Career NFL statistics
- Total tackles: 37
- Fumble recoveries: 1
- Pass deflections: 5
- Stats at Pro Football Reference

= Mike Jordan (cornerback) =

American football player (born 1992)

Michael Jordan (born October 21, 1992) is an American former professional football player who was a cornerback in the National Football League (NFL). He played college football for the Missouri Western Griffons. He signed with the Los Angeles Rams as an undrafted free agent in 2016, and also played for the Cleveland Browns and New York Giants.

==Professional career==

Pre-draft measurables
| Height | Weight | Arm length | Hand span | 40-yard dash | 10-yard split | 20-yard split | 20-yard shuttle | Three-cone drill | Vertical jump | Broad jump | Bench press |
| 6 ft 1+1⁄8 in (1.86 m) | 200 lb (91 kg) | 32+7⁄8 in (0.84 m) | 9+3⁄8 in (0.24 m) | 4.63 s | 1.64 s | 2.72 s | 4.26 s | 6.87 s | 37.0 in (0.94 m) | 10 ft 7 in (3.23 m) | 15 reps |
All values from Pro Day

===Los Angeles Rams===
Jordan was signed as an undrafted free agent with the Los Angeles Rams after going undrafted in the 2016 NFL draft. On September 3, 2016, he was waived by the Rams as part of final roster cuts. The next day, he was signed to the Rams' practice squad. He was promoted to the active roster on November 22, 2016.
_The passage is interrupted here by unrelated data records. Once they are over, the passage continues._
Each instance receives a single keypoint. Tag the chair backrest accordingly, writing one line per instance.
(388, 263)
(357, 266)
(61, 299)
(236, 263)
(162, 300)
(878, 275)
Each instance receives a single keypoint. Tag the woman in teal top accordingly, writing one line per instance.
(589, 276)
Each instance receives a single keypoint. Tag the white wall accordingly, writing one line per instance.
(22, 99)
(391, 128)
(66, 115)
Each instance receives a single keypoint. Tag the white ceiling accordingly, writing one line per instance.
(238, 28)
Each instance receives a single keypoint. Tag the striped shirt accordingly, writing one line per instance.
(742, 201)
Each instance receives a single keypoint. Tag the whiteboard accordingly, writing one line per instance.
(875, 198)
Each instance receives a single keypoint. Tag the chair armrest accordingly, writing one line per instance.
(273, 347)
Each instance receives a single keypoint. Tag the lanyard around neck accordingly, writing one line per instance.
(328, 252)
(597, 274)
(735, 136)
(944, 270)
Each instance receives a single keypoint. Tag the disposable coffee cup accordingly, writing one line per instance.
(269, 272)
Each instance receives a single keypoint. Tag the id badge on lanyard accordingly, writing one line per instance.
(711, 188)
On September 2, 2017, Jordan was waived by the Rams.

===Cleveland Browns===
On September 3, 2017, Jordan was claimed off waivers by the Cleveland Browns.
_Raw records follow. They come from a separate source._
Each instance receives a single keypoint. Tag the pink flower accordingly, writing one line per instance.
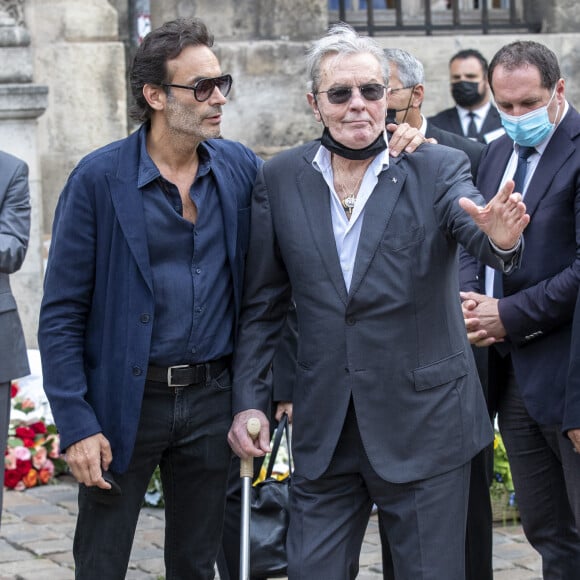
(22, 453)
(10, 459)
(39, 458)
(48, 466)
(54, 445)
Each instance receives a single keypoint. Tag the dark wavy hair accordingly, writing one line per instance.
(159, 46)
(469, 53)
(527, 52)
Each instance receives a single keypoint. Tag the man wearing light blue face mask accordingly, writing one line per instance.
(526, 319)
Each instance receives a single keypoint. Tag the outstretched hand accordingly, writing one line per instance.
(503, 219)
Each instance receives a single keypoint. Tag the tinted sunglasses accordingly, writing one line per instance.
(203, 88)
(340, 95)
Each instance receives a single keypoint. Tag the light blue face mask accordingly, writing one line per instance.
(530, 129)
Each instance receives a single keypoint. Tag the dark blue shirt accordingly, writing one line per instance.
(194, 305)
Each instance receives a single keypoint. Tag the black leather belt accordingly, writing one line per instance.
(188, 375)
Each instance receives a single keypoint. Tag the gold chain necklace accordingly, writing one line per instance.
(348, 201)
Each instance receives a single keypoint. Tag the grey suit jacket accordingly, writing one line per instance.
(396, 342)
(14, 232)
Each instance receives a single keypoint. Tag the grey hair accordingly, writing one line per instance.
(341, 39)
(411, 71)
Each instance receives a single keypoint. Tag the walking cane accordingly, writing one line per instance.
(247, 475)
On September 1, 2018, Jordan was waived by the Browns.

===New York Giants===
On September 2, 2018, Jordan was claimed off waivers by the New York Giants. He was waived on October 30, 2018.

===Tennessee Titans===
On November 13, 2018, Jordan was signed to the Tennessee Titans practice squad. He signed a reserve/future contract with the Titans on December 31, 2018. He was waived on August 31, 2019.